Community Animators and Participatory Planning: Engaging School Communities in Active School Travel (AST)

Key Takeaways:

  • Community champions are trusted and engaged members of the community such as teachers or people with previous experience in urban planning, or activism. Involving these individuals in the planning process may bridge a gap between community members and local governments when planning and implementing active transportation projects.
  • Local community champions recruited for Families and Educators for Safe Cycling Project (FESC) were integral to the success of local active transportation projects. In communities where the local governments maintained the relationship with the champions over the entire two-year period of the pilot program, the champions reported an increased sense of trust between the community and the local government.
  • Local community champions facilitated engagement within school communities related to walking and biking and relayed community input to the local government in public meetings, surveys, and focus groups. They bridged a gap among the city staff, the non-profit organization (CultureLink), and local school communities by acting as a mediator – explaining the planning process to community members unfamiliar with it and engaging youth.
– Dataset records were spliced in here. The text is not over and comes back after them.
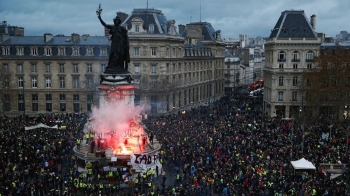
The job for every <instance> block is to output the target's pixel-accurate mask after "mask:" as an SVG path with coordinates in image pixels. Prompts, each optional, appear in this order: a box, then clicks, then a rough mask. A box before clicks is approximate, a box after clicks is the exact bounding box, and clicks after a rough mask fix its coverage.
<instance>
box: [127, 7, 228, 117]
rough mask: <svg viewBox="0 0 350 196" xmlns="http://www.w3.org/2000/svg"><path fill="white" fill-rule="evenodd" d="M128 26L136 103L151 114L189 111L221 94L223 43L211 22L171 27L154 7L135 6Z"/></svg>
mask: <svg viewBox="0 0 350 196" xmlns="http://www.w3.org/2000/svg"><path fill="white" fill-rule="evenodd" d="M122 25H124V26H125V27H126V28H127V29H128V30H129V39H130V58H131V62H130V65H129V71H130V72H131V73H132V77H133V78H134V81H136V82H137V83H139V87H138V88H137V89H136V90H135V104H137V105H138V104H139V105H143V104H146V105H149V106H150V107H149V108H148V110H149V112H151V113H158V114H159V113H160V114H162V113H163V114H164V113H169V112H179V111H183V110H188V109H190V108H191V107H194V106H195V105H201V104H209V103H210V102H212V101H214V100H215V99H218V98H219V97H221V96H222V95H223V93H224V72H223V68H224V57H225V55H224V49H225V48H224V47H225V45H224V44H223V42H222V40H221V36H220V31H215V30H214V28H213V27H212V26H211V24H210V23H205V22H202V23H190V24H187V25H186V26H185V25H179V26H178V29H177V27H176V26H175V20H168V19H167V18H166V17H165V16H164V14H163V13H162V11H160V10H157V9H134V10H133V12H132V13H131V14H130V16H128V17H126V19H125V21H123V23H122Z"/></svg>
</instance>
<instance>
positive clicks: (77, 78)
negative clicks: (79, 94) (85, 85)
mask: <svg viewBox="0 0 350 196" xmlns="http://www.w3.org/2000/svg"><path fill="white" fill-rule="evenodd" d="M73 88H79V77H73Z"/></svg>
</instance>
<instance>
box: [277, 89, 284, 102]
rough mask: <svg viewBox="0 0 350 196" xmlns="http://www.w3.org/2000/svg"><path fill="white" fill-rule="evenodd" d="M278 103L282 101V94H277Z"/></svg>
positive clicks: (278, 93) (282, 94) (282, 93)
mask: <svg viewBox="0 0 350 196" xmlns="http://www.w3.org/2000/svg"><path fill="white" fill-rule="evenodd" d="M278 101H283V92H282V91H280V92H278Z"/></svg>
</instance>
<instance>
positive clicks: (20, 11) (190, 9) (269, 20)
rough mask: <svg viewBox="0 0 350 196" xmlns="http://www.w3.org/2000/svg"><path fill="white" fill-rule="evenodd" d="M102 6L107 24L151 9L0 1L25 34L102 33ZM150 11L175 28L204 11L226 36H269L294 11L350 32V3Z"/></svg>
mask: <svg viewBox="0 0 350 196" xmlns="http://www.w3.org/2000/svg"><path fill="white" fill-rule="evenodd" d="M99 3H101V6H102V9H103V12H102V18H103V19H104V20H105V21H106V22H107V23H112V19H113V18H114V17H115V15H116V12H118V11H122V12H125V13H127V14H130V13H131V12H132V10H133V9H134V8H146V7H147V0H30V1H28V0H0V19H1V21H3V20H6V21H7V22H8V23H9V24H11V25H13V26H20V27H24V28H25V35H43V34H44V33H52V34H54V35H57V34H65V35H70V34H71V33H79V34H81V35H82V34H90V35H91V36H93V35H103V28H102V26H101V24H100V23H99V21H98V19H97V16H96V9H97V7H98V4H99ZM200 5H201V6H200ZM148 7H149V8H155V9H159V10H161V11H162V12H163V14H164V15H165V16H166V17H167V19H168V20H171V19H174V20H175V21H176V25H179V24H188V23H190V22H199V21H200V10H201V21H204V22H210V23H211V24H212V26H213V27H214V29H215V30H221V33H222V37H223V38H236V37H238V35H239V34H248V35H249V36H250V37H256V36H263V37H267V36H269V35H270V32H271V29H273V27H274V26H275V24H276V22H277V20H278V18H279V16H280V15H281V12H282V11H285V10H290V9H294V10H304V11H305V14H306V16H307V17H308V18H309V17H310V16H311V15H312V14H316V16H317V17H316V31H317V32H322V33H325V34H326V35H327V36H332V37H334V36H335V35H336V34H339V32H340V31H342V30H346V31H350V27H349V20H350V11H349V8H350V0H148ZM200 7H201V9H200Z"/></svg>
They would elevate community feedback and concerns to city staff.
  • The most successful champions were community animators and had three core characteristics:  they were passionate about walking and biking; they had relationships with key stakeholders -school communities, the planning department, and community-based organizations; and they encouraged engagement from other community members.
  • Community champions have the opportunity to deepen public engagement activities due to their intimate knowledge of local connections and identify community members who may find it challenging to engage in the traditional planning process but should be included.


  • City planning departments should identify local champions who are embedded in a school community and possess local knowledge and relationships to help engage communities on active transportation projects.  
  • Safe Routes to School program coordinators are in a prime position to act as champions of local school communities bridging the gap between school community needs regarding walking and biking and local governments that can facilitate projects.



  • This is a program evaluation of a pilot program, Families and Educators for Safe Cycling Project (FESC), in Toronto, Canada that took place from 2018 to 2020. The program aimed to engage school communities in active transportation planning. The program identified champions within the school community who had a special interest in improving walking and biking.
  • Researchers conducted interviews with participants who were engaged during the pilot program to understand the effectiveness of the program and the role of champions as advocates.



Whitney, Ryan Anders, and Trudy Ledsham. “Community Animators and Participatory Planning: Engaging School Communities in Active School Travel (AST).” Journal of the American Planning Association, August 29, 2023, 1–13.